翌朝、一番にリビングのドアを開けてみた。
昨日片付けたままの状態で放って置かれた部屋を見て、ホッと息を吐く。

今のうちに洗濯を済ませて他の部屋の掃除に取り掛かろう。
革命児が起きてきたら、今度はどの部屋が汚部屋にされるかわからない。


脱衣所に向かうと、洗濯機の中に脱いだ衣類と思われるものが入っていた。
兵藤さんは必要以上に着替えをする人ではなく、着替えたところで作務衣の数が増えるだけで済む。
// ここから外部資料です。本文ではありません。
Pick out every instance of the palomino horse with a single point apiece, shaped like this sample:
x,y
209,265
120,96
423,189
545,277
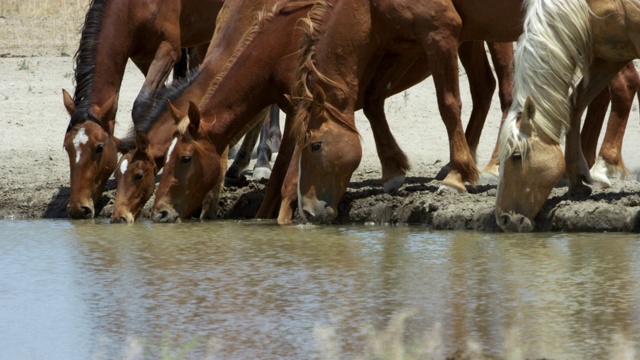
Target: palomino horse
x,y
228,110
150,34
596,38
330,83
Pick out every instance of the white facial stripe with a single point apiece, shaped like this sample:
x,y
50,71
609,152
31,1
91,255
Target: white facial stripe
x,y
80,139
123,166
173,144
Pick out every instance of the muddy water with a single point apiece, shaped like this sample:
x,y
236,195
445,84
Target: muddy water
x,y
78,290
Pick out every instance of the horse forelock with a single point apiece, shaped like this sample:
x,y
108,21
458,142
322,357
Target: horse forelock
x,y
85,60
263,17
555,46
309,77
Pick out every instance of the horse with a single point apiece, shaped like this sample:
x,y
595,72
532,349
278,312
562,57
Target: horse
x,y
193,170
596,39
156,130
151,34
325,125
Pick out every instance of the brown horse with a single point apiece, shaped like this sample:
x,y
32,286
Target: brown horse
x,y
149,33
596,38
188,177
159,126
332,80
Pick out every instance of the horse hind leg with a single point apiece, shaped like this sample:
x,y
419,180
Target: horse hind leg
x,y
623,88
243,156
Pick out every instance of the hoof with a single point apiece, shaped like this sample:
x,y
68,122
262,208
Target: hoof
x,y
261,173
391,186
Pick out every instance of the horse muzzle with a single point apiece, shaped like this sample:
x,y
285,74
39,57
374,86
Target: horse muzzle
x,y
165,215
80,211
124,218
514,223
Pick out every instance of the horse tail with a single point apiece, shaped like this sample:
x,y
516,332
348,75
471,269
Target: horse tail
x,y
307,93
553,50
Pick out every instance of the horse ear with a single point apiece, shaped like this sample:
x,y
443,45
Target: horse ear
x,y
176,113
68,102
142,141
194,116
121,146
528,113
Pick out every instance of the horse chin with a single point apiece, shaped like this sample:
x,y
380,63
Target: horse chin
x,y
81,211
165,215
320,213
125,218
515,223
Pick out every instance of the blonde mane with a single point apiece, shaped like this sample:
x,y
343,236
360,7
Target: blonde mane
x,y
307,93
553,50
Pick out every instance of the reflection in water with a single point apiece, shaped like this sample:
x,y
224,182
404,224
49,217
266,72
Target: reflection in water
x,y
80,289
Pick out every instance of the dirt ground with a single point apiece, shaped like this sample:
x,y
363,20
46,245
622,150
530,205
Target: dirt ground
x,y
34,167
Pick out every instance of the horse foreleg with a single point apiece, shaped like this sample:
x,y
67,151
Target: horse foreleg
x,y
442,50
482,85
243,156
274,188
576,165
262,168
166,56
623,88
502,59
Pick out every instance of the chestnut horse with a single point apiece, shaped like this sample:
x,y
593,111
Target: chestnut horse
x,y
595,38
230,103
330,81
151,34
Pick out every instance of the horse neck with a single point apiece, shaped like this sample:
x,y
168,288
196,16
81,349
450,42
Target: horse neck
x,y
246,85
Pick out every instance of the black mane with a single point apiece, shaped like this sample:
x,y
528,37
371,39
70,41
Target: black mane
x,y
158,104
85,62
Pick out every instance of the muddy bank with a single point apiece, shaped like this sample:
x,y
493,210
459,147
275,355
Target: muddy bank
x,y
419,202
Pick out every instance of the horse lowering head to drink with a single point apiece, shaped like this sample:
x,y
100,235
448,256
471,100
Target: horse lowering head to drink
x,y
150,34
561,39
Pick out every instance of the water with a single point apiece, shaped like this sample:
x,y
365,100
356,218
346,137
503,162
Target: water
x,y
254,290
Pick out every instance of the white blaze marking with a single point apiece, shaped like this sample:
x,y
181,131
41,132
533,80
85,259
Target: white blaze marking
x,y
173,144
123,166
80,139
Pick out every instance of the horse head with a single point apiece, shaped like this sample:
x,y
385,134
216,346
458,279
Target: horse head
x,y
192,169
92,150
135,179
531,164
328,153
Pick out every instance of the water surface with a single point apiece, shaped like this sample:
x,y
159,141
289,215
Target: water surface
x,y
249,290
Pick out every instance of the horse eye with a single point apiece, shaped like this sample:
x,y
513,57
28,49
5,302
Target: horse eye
x,y
516,156
316,146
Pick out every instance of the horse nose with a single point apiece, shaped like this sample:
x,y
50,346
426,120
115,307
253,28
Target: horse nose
x,y
87,211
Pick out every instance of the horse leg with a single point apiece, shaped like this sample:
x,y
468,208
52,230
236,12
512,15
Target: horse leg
x,y
275,188
166,56
482,84
243,156
593,124
502,59
623,88
601,72
262,168
393,160
442,50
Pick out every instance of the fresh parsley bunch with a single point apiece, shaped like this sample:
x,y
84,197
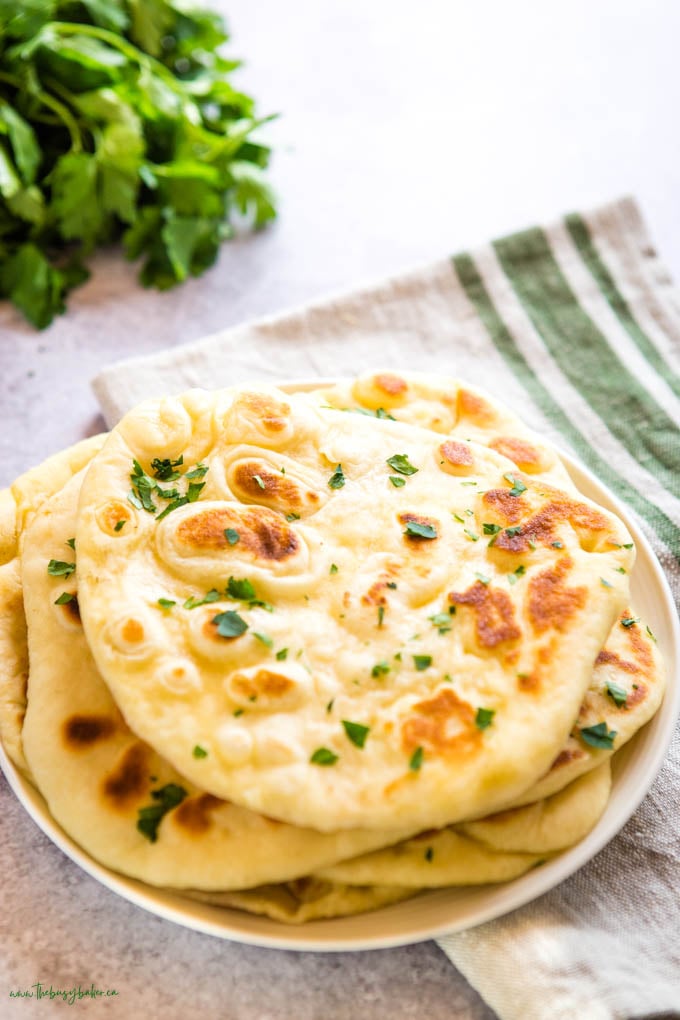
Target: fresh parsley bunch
x,y
117,119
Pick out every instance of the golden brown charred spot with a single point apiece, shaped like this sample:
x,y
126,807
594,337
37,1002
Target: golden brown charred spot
x,y
194,813
519,451
414,518
430,726
263,532
393,386
272,415
256,482
552,604
133,631
567,756
71,610
456,454
263,682
110,515
84,730
475,408
495,621
129,779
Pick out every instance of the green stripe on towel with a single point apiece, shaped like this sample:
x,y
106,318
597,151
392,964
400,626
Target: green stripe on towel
x,y
477,294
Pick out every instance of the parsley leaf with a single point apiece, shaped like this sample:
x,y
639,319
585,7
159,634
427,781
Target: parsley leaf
x,y
401,463
166,799
118,120
484,717
58,568
323,756
598,735
422,662
416,530
336,479
229,624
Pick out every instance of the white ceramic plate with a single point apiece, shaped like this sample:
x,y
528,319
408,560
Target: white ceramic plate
x,y
446,911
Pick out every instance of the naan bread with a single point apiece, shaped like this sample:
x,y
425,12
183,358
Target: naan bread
x,y
373,684
625,692
307,900
448,406
16,507
96,775
550,824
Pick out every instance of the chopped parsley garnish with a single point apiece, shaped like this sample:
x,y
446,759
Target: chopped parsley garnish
x,y
514,577
336,479
199,471
484,717
229,624
401,463
416,530
422,662
441,621
58,568
517,487
618,694
490,528
356,732
164,469
194,601
323,756
598,735
149,818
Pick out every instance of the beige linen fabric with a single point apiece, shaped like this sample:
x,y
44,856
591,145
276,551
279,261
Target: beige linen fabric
x,y
577,327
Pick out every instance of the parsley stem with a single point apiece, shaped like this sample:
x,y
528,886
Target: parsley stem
x,y
63,113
衣類の中には当然ながら彼の付けていた下着なんかもあるけど、それを恥ずかしがっていたらプロじゃない。


「いろんな家で見てきたものだし、今更だしね」


さすがに高校卒業したての頃は恥ずかしかったよ。
男性のトランクスだの何だのって、見たことはあっても触ったりもしなかったから。